(Bloomberg) — Brazil’s Pantanal wetlands, a fragile cradle of endangered species, burned at the fastest rate for the month of October since record keeping started in 1998, further damaging the country’s environmental credentials.
At least 2,846 fire spots have been registered this month in the biome, surpassing a previous 2002 record, according to data from Brazil’s Spacial Research Institute, known as INPE. So far this year, an area larger than the size of Belgium has been lost to the flames.
The Pantanal is home to around 1,200 species of animals, about 40 of which are threatened with extinction. Photos of burnt animals found among the ashes, including rescued Brazilian jaguars with bandaged paws, have shocked the world and raised questions about Brazil’s environmental policies.
With the Amazon rainforest also burning at a record pace this year, foreign investors have started to demand more action from President Jair Bolsonaro’s administration to protect the environment.
Although a wetland, the Pantanal is facing its worst drought in 47 years, which has contributed to the spread of the flames. Brazil’s government has pointed to the drought as the “major cause” of the fires, but environmental organizations say the blazes have been caused primarily by humans.
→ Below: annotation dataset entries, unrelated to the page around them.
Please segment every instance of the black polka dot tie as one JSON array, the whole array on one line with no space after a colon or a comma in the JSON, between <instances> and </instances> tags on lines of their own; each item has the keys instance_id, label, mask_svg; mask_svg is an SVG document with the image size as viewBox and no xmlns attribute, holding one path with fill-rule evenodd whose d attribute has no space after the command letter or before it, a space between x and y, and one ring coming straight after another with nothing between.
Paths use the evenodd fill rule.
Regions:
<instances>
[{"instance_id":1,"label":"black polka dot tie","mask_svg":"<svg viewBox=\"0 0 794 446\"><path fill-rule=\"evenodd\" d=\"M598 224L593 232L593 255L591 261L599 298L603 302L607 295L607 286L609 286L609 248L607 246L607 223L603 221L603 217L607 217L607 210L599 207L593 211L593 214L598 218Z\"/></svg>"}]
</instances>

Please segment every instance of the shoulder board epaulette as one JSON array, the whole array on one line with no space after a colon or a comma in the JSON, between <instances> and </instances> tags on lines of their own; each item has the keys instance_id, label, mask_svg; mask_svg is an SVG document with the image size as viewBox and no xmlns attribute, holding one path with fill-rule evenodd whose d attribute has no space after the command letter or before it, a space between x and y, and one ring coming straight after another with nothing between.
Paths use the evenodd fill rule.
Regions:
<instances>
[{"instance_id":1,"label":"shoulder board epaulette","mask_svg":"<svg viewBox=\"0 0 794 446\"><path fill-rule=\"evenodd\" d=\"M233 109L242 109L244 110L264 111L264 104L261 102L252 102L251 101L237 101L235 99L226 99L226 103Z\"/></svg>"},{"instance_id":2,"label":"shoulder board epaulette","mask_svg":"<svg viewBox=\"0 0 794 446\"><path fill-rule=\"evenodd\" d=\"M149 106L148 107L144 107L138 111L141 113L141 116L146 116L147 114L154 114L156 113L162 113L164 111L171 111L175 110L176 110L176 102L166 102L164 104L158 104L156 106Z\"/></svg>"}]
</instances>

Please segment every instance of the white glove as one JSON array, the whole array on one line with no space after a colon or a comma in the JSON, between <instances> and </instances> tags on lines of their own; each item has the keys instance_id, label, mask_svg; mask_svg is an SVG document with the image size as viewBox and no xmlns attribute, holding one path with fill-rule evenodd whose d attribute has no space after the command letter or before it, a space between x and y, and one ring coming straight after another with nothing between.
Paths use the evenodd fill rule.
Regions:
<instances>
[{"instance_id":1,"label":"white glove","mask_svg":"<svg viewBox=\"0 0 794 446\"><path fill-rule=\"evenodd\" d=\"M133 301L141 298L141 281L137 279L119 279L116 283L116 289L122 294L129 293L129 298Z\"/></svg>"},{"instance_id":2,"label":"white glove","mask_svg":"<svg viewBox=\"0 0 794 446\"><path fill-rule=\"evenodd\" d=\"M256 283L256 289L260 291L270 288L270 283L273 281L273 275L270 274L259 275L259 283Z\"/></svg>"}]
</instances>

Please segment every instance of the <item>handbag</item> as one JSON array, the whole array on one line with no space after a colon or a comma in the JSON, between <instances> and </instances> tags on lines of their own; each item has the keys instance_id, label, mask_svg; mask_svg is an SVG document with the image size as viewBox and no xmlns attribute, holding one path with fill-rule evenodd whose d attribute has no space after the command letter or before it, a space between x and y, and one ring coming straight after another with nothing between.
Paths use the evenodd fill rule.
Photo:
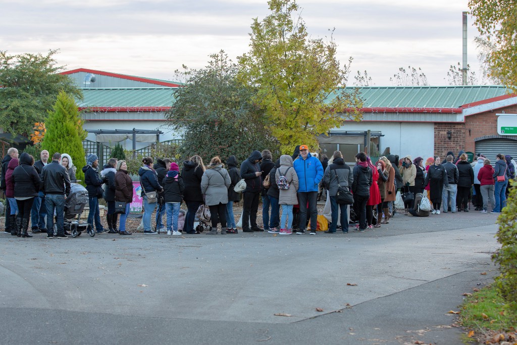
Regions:
<instances>
[{"instance_id":1,"label":"handbag","mask_svg":"<svg viewBox=\"0 0 517 345\"><path fill-rule=\"evenodd\" d=\"M354 203L354 196L350 192L348 188L341 187L339 185L339 178L338 178L338 173L334 169L336 179L338 181L338 192L336 194L336 201L338 204L342 205L352 205Z\"/></svg>"},{"instance_id":2,"label":"handbag","mask_svg":"<svg viewBox=\"0 0 517 345\"><path fill-rule=\"evenodd\" d=\"M126 213L126 203L125 201L115 201L115 214L124 214Z\"/></svg>"}]
</instances>

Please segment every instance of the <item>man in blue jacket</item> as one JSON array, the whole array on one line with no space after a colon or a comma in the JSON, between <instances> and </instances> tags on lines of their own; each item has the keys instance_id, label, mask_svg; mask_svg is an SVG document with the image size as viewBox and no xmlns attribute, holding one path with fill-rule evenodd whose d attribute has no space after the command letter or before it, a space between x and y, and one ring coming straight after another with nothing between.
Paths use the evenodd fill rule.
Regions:
<instances>
[{"instance_id":1,"label":"man in blue jacket","mask_svg":"<svg viewBox=\"0 0 517 345\"><path fill-rule=\"evenodd\" d=\"M318 186L323 177L323 166L320 160L311 156L307 145L300 146L300 156L293 162L298 175L299 187L298 201L300 204L299 230L297 234L305 232L307 221L307 202L311 218L311 235L316 234L318 210L316 199L318 196Z\"/></svg>"}]
</instances>

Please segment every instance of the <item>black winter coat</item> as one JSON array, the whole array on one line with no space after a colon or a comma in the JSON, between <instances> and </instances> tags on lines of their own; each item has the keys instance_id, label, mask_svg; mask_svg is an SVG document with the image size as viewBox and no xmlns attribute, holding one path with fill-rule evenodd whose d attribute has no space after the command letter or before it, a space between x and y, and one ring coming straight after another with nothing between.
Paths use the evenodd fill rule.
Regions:
<instances>
[{"instance_id":1,"label":"black winter coat","mask_svg":"<svg viewBox=\"0 0 517 345\"><path fill-rule=\"evenodd\" d=\"M228 187L228 201L238 202L240 200L240 193L235 192L233 189L239 181L240 181L240 173L237 168L238 163L235 156L230 156L226 160L228 166L228 174L232 181Z\"/></svg>"},{"instance_id":2,"label":"black winter coat","mask_svg":"<svg viewBox=\"0 0 517 345\"><path fill-rule=\"evenodd\" d=\"M474 184L474 170L470 163L466 160L460 160L456 164L459 173L458 186L470 188Z\"/></svg>"},{"instance_id":3,"label":"black winter coat","mask_svg":"<svg viewBox=\"0 0 517 345\"><path fill-rule=\"evenodd\" d=\"M31 165L32 158L28 153L20 156L20 165L12 172L14 184L14 197L37 197L39 190L39 175Z\"/></svg>"},{"instance_id":4,"label":"black winter coat","mask_svg":"<svg viewBox=\"0 0 517 345\"><path fill-rule=\"evenodd\" d=\"M183 192L183 200L185 201L199 201L203 202L201 194L201 178L203 177L203 168L197 167L196 163L190 160L183 162L181 177L185 189Z\"/></svg>"},{"instance_id":5,"label":"black winter coat","mask_svg":"<svg viewBox=\"0 0 517 345\"><path fill-rule=\"evenodd\" d=\"M102 197L102 184L103 182L99 177L99 173L91 166L83 167L84 173L84 183L86 184L86 190L90 198Z\"/></svg>"},{"instance_id":6,"label":"black winter coat","mask_svg":"<svg viewBox=\"0 0 517 345\"><path fill-rule=\"evenodd\" d=\"M183 192L185 186L181 176L178 176L176 181L174 177L165 176L162 180L163 186L163 197L165 202L181 202L183 200Z\"/></svg>"},{"instance_id":7,"label":"black winter coat","mask_svg":"<svg viewBox=\"0 0 517 345\"><path fill-rule=\"evenodd\" d=\"M107 164L104 165L102 171L100 172L100 176L106 182L104 184L102 197L106 201L115 201L115 174L117 170Z\"/></svg>"},{"instance_id":8,"label":"black winter coat","mask_svg":"<svg viewBox=\"0 0 517 345\"><path fill-rule=\"evenodd\" d=\"M254 192L258 193L262 186L262 177L256 176L255 173L260 171L258 163L255 163L257 159L262 159L260 151L253 151L247 159L240 164L240 177L246 182L246 188L244 192Z\"/></svg>"}]
</instances>

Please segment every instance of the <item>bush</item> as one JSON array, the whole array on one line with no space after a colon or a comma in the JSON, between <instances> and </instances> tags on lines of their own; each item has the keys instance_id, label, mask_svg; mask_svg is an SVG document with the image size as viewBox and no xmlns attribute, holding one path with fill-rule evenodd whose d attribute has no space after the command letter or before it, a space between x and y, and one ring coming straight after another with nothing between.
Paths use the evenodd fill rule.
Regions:
<instances>
[{"instance_id":1,"label":"bush","mask_svg":"<svg viewBox=\"0 0 517 345\"><path fill-rule=\"evenodd\" d=\"M501 248L492 256L499 266L501 274L495 279L495 286L506 303L506 310L517 320L517 181L511 180L512 188L497 219L499 230L496 236Z\"/></svg>"}]
</instances>

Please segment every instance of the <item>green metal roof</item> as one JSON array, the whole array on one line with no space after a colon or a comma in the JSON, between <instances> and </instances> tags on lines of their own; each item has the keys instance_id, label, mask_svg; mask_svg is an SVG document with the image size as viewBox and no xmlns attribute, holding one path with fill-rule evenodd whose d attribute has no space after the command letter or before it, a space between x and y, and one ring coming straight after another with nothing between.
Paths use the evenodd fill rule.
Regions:
<instances>
[{"instance_id":1,"label":"green metal roof","mask_svg":"<svg viewBox=\"0 0 517 345\"><path fill-rule=\"evenodd\" d=\"M346 87L351 91L353 87ZM171 107L175 88L83 88L86 107ZM359 88L363 108L457 108L506 95L505 86L366 86Z\"/></svg>"}]
</instances>

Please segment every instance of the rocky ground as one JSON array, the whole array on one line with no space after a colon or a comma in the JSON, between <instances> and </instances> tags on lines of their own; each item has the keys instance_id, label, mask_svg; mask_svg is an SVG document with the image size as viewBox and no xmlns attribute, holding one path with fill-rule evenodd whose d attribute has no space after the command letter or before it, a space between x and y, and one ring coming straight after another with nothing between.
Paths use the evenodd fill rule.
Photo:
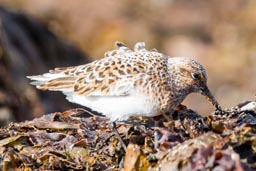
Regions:
<instances>
[{"instance_id":1,"label":"rocky ground","mask_svg":"<svg viewBox=\"0 0 256 171\"><path fill-rule=\"evenodd\" d=\"M51 12L44 12L48 14L47 16L41 16L44 21L49 20L46 26L23 13L0 8L0 168L126 171L170 168L184 171L256 170L255 101L241 103L226 109L224 113L198 114L181 105L172 115L167 114L168 117L134 118L126 123L117 123L118 132L127 146L125 151L105 117L91 115L85 109L76 109L77 106L68 103L56 92L39 92L29 86L26 75L41 74L56 66L78 65L89 61L85 53L48 29L53 27L59 36L69 35L74 42L80 42L78 44L83 47L84 52L92 52L95 56L103 54L101 51L104 48L99 46L99 42L111 42L112 46L117 37L126 37L128 42L134 42L138 35L132 34L134 32L139 33L143 40L154 42L153 47L163 47L167 53L190 47L188 50L192 49L191 52L199 52L195 53L195 56L205 56L204 59L200 58L200 61L208 62L207 68L216 71L211 78L215 80L213 87L216 89L222 85L217 93L217 99L222 101L221 104L240 99L236 97L238 93L253 97L255 79L248 79L248 76L255 73L255 36L252 34L255 32L255 24L252 24L255 22L255 10L249 1L240 3L236 0L238 3L234 6L221 7L217 1L214 1L213 6L196 1L197 5L211 9L203 11L192 8L194 2L184 6L181 1L177 1L179 3L174 3L171 8L163 5L161 8L165 10L159 10L160 6L155 8L157 4L151 8L144 3L137 8L131 8L135 6L135 1L125 2L125 9L133 11L120 10L119 8L124 8L122 6L113 13L123 17L122 19L125 18L126 22L114 17L110 18L114 21L110 25L104 18L93 16L88 16L88 20L83 22L73 22L75 25L72 25L72 17L63 17L65 12L55 16L56 13L53 11L57 9L53 8ZM164 4L164 1L161 2ZM228 1L227 3L229 4ZM75 4L71 8L76 9L80 6L79 3ZM27 5L31 6L31 3ZM94 5L98 7L97 3ZM33 7L37 9L39 6L42 4ZM222 6L229 6L229 10ZM104 8L107 9L109 6L106 5ZM163 13L162 18L166 18L163 16L168 14L171 19L152 19L149 15L142 15L141 19L141 9L154 16ZM192 20L184 22L176 18L176 15L170 15L169 13L175 12L175 9L175 14L185 16L186 19L191 16ZM221 9L220 12L216 12L217 9ZM85 11L84 8L81 11ZM123 12L122 15L120 11ZM201 12L207 14L206 20L201 19ZM38 10L35 13L43 12ZM104 10L101 13L107 17ZM191 15L192 13L194 15ZM72 16L71 14L76 12L69 14ZM232 17L233 14L236 14L235 17ZM80 21L79 12L77 16L77 21ZM104 20L105 25L97 26L95 20ZM84 27L90 24L89 21L91 24L96 23L96 26L84 31ZM129 26L136 23L139 27L132 27L130 34L127 34ZM149 30L145 32L147 28ZM171 30L171 33L168 30ZM75 34L77 35L74 36ZM237 55L235 58L234 54ZM237 87L239 92L235 91L234 87ZM231 94L226 94L228 92ZM203 109L205 105L195 101L192 106L193 109ZM51 113L53 111L65 112ZM206 111L209 111L208 108ZM158 126L155 126L156 121Z\"/></svg>"},{"instance_id":2,"label":"rocky ground","mask_svg":"<svg viewBox=\"0 0 256 171\"><path fill-rule=\"evenodd\" d=\"M117 123L126 151L105 117L84 113L56 112L0 129L2 170L256 169L256 102L208 117L179 106L169 121Z\"/></svg>"}]
</instances>

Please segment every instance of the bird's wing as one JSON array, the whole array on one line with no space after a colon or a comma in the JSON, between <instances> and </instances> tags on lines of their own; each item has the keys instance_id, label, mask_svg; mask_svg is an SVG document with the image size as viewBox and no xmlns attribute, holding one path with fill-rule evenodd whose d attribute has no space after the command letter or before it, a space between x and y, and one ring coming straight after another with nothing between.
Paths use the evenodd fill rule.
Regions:
<instances>
[{"instance_id":1,"label":"bird's wing","mask_svg":"<svg viewBox=\"0 0 256 171\"><path fill-rule=\"evenodd\" d=\"M103 58L87 65L56 68L28 78L42 90L74 92L84 96L123 96L135 88L136 82L146 78L144 63L130 64L127 60Z\"/></svg>"},{"instance_id":2,"label":"bird's wing","mask_svg":"<svg viewBox=\"0 0 256 171\"><path fill-rule=\"evenodd\" d=\"M154 63L163 54L147 51L137 43L134 51L117 42L118 47L105 58L86 65L56 68L39 76L29 76L32 84L42 90L74 92L84 96L124 96L155 72ZM150 64L149 64L150 63Z\"/></svg>"}]
</instances>

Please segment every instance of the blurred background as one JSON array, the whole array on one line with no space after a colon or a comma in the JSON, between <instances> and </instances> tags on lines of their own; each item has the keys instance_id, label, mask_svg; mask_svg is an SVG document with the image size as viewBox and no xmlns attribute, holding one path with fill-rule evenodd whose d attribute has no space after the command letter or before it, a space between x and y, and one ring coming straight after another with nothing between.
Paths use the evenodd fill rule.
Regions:
<instances>
[{"instance_id":1,"label":"blurred background","mask_svg":"<svg viewBox=\"0 0 256 171\"><path fill-rule=\"evenodd\" d=\"M100 59L116 40L195 58L223 108L255 100L254 0L1 0L0 6L1 125L78 107L61 93L36 90L25 76ZM203 115L214 110L199 94L184 104Z\"/></svg>"}]
</instances>

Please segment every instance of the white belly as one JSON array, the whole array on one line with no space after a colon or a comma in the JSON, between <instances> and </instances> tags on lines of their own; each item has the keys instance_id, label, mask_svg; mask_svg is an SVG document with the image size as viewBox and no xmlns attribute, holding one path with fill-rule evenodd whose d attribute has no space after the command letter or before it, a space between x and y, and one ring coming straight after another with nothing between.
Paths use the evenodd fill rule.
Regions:
<instances>
[{"instance_id":1,"label":"white belly","mask_svg":"<svg viewBox=\"0 0 256 171\"><path fill-rule=\"evenodd\" d=\"M159 115L159 105L145 95L128 96L82 96L65 93L70 102L91 108L107 116L111 121L127 120L129 117Z\"/></svg>"}]
</instances>

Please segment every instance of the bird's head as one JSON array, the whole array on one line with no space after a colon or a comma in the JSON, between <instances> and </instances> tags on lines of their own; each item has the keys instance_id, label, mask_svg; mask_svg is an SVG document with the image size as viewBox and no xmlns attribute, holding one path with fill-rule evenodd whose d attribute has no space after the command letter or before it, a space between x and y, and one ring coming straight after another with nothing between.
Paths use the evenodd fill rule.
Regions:
<instances>
[{"instance_id":1,"label":"bird's head","mask_svg":"<svg viewBox=\"0 0 256 171\"><path fill-rule=\"evenodd\" d=\"M169 74L172 82L187 93L198 92L204 95L217 110L222 110L207 86L207 73L204 67L191 58L168 58Z\"/></svg>"}]
</instances>

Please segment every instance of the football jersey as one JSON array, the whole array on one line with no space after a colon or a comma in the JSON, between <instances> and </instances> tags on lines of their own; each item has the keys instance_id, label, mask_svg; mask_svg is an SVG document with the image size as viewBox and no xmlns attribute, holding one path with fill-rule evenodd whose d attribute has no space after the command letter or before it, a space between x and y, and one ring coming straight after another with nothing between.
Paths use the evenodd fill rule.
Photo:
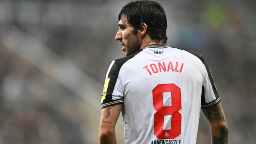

The environment ministry did not respond to a request for comment.
Read more: Bolsonaro Slams Biden’s Plan to Stop Amazon Deforestation
INPE uses satellites to detect fire spots at least 30 meters long and 1 meter wide. One spot, however, can encompass a vast area. More than 3.5 million hectares — an area larger than Belgium — have already burned this year in the Pantanal, according to data from the state of Mato Grosso do Sul, where the majority of the biome is located.